Selon Baron Besana, cette position, un dialogue facilité par les confessions religieuses pourrait constituer une opportunité pour favoriser une sortie de crise durable. Toutefois, il ne devrait pas se tenir sans un cadre clairement défini et accepté par l’ensemble des parties prenantes.
Parmi les principales conditions avancées figure la coordination de cette initiative avec le processus de Luanda et son inscription sous le parrainage de l’Union africaine. Une telle démarche permettrait, selon ses partisans, de garantir un suivi indépendant des engagements qui seraient pris par les différents acteurs.
Baron Besana, auteur de cette approche plaide également pour le choix d’un lieu de dialogue accepté par toutes les parties, afin d’assurer une participation inclusive, sans exclusion, ni pression politique ou institutionnelle.
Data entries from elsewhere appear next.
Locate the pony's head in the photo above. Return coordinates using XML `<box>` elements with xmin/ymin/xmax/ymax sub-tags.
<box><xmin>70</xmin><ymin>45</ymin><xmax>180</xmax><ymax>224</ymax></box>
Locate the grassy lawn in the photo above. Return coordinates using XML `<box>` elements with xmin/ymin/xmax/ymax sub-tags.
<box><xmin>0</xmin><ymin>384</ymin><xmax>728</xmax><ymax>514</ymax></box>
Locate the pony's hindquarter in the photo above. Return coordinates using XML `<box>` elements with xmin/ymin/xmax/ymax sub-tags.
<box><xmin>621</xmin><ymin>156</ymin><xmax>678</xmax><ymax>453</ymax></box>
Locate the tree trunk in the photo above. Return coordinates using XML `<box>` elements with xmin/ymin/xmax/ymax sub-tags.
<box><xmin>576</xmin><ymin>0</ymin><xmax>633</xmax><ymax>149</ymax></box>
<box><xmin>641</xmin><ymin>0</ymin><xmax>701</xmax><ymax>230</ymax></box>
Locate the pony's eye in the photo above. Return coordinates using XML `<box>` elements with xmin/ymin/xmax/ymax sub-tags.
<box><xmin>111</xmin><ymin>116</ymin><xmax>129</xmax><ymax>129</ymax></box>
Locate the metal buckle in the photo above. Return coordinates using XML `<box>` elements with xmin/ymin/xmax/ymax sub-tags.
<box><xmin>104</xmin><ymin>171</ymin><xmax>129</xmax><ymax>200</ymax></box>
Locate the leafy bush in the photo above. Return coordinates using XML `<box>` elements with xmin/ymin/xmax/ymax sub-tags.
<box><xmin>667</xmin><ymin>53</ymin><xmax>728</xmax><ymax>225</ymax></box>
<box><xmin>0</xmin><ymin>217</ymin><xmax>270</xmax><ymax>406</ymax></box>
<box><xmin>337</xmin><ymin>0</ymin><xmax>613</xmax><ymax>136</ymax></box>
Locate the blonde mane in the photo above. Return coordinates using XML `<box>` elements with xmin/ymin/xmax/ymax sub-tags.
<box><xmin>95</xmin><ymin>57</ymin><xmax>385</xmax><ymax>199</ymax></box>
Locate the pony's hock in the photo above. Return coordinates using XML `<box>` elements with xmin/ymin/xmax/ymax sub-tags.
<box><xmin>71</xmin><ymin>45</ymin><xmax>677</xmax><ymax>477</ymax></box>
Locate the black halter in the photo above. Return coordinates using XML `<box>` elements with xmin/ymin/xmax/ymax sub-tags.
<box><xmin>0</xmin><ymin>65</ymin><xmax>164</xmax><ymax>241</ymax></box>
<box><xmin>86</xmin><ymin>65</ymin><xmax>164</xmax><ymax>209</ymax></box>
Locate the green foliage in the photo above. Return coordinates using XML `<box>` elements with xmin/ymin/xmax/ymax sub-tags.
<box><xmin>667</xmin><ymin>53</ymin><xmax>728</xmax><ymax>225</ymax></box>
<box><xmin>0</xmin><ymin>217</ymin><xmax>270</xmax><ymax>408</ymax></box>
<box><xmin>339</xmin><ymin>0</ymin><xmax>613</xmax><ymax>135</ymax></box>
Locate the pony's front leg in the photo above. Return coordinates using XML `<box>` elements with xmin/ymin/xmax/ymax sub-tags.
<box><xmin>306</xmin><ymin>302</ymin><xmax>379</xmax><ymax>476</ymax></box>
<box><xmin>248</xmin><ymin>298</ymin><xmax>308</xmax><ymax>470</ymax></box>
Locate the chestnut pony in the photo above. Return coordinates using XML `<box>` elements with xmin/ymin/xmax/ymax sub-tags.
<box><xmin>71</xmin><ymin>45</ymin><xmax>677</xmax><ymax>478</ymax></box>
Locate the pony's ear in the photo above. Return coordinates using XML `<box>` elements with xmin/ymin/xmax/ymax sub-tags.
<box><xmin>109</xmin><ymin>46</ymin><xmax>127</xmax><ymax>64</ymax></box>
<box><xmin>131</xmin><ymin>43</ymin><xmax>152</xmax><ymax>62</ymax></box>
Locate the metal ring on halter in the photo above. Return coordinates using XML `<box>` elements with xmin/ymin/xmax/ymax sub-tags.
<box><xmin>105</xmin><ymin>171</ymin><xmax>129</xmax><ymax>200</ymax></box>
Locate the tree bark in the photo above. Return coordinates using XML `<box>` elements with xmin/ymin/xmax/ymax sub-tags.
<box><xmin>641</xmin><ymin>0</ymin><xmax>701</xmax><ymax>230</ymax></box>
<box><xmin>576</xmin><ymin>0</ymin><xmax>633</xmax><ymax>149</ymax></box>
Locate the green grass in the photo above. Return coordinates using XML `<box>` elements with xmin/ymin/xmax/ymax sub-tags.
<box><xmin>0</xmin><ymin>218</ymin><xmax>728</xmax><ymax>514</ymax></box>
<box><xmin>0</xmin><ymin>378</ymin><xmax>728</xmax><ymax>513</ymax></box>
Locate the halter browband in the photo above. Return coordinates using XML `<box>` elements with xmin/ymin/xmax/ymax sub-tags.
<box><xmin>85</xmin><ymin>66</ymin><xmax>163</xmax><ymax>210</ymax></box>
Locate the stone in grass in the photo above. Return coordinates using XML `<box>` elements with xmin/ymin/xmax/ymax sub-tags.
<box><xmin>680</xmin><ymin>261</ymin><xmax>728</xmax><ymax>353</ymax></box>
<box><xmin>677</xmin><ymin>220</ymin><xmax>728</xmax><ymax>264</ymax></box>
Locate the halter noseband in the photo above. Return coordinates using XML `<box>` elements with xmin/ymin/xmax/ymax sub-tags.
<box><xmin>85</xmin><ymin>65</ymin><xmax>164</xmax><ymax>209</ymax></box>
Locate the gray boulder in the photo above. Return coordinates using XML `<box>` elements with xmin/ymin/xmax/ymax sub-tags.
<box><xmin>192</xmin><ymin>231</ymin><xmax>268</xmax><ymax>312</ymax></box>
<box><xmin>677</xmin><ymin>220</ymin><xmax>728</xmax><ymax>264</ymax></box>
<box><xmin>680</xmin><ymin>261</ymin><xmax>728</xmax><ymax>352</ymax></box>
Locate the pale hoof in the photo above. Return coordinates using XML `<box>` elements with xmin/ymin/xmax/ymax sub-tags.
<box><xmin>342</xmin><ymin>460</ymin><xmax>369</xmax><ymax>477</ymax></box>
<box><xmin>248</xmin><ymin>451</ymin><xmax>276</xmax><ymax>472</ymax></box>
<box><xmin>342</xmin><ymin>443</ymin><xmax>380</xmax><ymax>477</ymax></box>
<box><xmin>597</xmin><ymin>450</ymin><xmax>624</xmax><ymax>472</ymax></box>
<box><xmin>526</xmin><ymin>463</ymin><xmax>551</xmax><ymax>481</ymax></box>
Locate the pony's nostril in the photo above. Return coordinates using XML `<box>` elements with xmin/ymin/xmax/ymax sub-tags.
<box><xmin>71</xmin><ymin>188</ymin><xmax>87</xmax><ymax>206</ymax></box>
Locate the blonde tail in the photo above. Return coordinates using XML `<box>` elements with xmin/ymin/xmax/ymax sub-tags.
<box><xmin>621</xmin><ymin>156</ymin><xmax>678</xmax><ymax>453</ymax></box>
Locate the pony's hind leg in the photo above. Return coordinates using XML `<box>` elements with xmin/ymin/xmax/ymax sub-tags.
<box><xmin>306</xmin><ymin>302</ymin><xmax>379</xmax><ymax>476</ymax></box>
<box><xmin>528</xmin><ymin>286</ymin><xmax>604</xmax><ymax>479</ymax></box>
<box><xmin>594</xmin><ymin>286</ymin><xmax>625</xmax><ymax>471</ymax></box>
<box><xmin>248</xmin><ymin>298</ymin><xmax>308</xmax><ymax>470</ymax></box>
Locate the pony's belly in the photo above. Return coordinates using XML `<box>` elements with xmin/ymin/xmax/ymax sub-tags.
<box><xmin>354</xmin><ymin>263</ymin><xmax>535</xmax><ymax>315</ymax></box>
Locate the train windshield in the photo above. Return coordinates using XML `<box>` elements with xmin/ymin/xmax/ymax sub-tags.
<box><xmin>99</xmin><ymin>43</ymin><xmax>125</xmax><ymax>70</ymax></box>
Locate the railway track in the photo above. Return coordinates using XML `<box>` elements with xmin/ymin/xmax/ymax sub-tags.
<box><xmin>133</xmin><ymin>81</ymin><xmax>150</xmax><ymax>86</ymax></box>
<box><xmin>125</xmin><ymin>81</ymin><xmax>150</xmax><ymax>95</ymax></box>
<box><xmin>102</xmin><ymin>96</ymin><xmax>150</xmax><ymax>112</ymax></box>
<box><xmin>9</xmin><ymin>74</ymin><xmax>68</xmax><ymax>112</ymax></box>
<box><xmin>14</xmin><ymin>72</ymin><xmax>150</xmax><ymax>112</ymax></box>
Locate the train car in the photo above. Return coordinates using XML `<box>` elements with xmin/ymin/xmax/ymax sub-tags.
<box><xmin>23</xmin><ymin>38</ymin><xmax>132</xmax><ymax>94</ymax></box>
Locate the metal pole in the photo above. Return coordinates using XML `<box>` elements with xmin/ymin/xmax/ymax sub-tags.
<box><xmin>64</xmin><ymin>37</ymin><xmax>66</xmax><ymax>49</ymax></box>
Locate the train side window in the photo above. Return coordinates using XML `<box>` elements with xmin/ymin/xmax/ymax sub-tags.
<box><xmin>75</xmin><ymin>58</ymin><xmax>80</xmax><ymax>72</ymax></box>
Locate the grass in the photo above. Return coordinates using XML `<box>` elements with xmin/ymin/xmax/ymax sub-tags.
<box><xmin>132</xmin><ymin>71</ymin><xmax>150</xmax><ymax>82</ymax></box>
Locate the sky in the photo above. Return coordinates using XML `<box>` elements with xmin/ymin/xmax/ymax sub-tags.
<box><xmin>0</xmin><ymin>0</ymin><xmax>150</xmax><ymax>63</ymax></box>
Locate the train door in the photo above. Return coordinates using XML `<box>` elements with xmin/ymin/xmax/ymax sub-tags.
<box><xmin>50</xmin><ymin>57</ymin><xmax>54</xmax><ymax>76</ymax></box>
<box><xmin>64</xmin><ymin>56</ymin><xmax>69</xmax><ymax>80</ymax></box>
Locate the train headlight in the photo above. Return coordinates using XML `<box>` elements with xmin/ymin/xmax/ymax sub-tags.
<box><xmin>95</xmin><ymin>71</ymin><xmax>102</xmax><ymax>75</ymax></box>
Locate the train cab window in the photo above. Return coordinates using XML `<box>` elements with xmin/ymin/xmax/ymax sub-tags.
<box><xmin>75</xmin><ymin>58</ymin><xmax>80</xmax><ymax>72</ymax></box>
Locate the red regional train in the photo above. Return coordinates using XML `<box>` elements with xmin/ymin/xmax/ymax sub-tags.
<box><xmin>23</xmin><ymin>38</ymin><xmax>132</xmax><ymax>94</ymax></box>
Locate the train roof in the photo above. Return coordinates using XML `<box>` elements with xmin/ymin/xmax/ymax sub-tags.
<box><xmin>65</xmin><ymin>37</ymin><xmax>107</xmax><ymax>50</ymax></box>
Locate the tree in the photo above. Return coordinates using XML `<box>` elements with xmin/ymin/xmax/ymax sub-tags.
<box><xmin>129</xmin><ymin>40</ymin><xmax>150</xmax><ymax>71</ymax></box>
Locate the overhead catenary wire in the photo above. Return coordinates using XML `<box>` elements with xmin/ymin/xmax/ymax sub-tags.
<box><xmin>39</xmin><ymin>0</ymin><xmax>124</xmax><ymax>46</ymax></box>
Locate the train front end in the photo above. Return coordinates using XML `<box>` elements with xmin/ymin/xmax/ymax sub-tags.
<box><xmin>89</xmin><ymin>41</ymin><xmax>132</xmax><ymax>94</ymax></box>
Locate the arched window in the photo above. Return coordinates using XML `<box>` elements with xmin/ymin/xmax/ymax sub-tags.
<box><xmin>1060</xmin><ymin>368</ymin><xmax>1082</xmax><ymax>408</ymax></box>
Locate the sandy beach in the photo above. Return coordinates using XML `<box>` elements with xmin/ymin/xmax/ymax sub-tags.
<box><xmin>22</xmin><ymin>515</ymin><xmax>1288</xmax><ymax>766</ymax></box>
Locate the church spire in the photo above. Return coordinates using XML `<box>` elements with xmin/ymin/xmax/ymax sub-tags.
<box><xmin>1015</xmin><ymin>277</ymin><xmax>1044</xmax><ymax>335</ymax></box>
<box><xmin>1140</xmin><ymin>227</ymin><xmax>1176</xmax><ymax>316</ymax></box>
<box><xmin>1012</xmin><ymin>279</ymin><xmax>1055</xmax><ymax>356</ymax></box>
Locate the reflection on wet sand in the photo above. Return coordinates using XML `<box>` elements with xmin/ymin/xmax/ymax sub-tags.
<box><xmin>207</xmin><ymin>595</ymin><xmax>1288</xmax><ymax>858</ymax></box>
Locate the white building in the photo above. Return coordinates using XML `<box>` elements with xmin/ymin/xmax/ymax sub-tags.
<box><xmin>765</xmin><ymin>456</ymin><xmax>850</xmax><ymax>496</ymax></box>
Ils insistent par ailleurs sur la nécessité d’instaurer un climat de confiance avant l’ouverture des discussions.
Cela passerait notamment par le respect strict de la Constitution, en particulier de son article 220, ainsi que par l’abandon de tout projet de révision constitutionnelle susceptible de raviver les tensions et de compromettre la sérénité des échanges.
Pour ce cadre du parti Ensemble pour la République, un dialogue national ne peut produire des résultats durables que s’il repose sur la bonne foi des participants, la confiance mutuelle et le respect des engagements pris.
En l’absence de ces garanties, préviennent-ils, cette initiative pourrait être perçue comme une simple manœuvre politique, plutôt que comme une véritable démarche visant à restaurer la stabilité et à renforcer la cohésion nationale.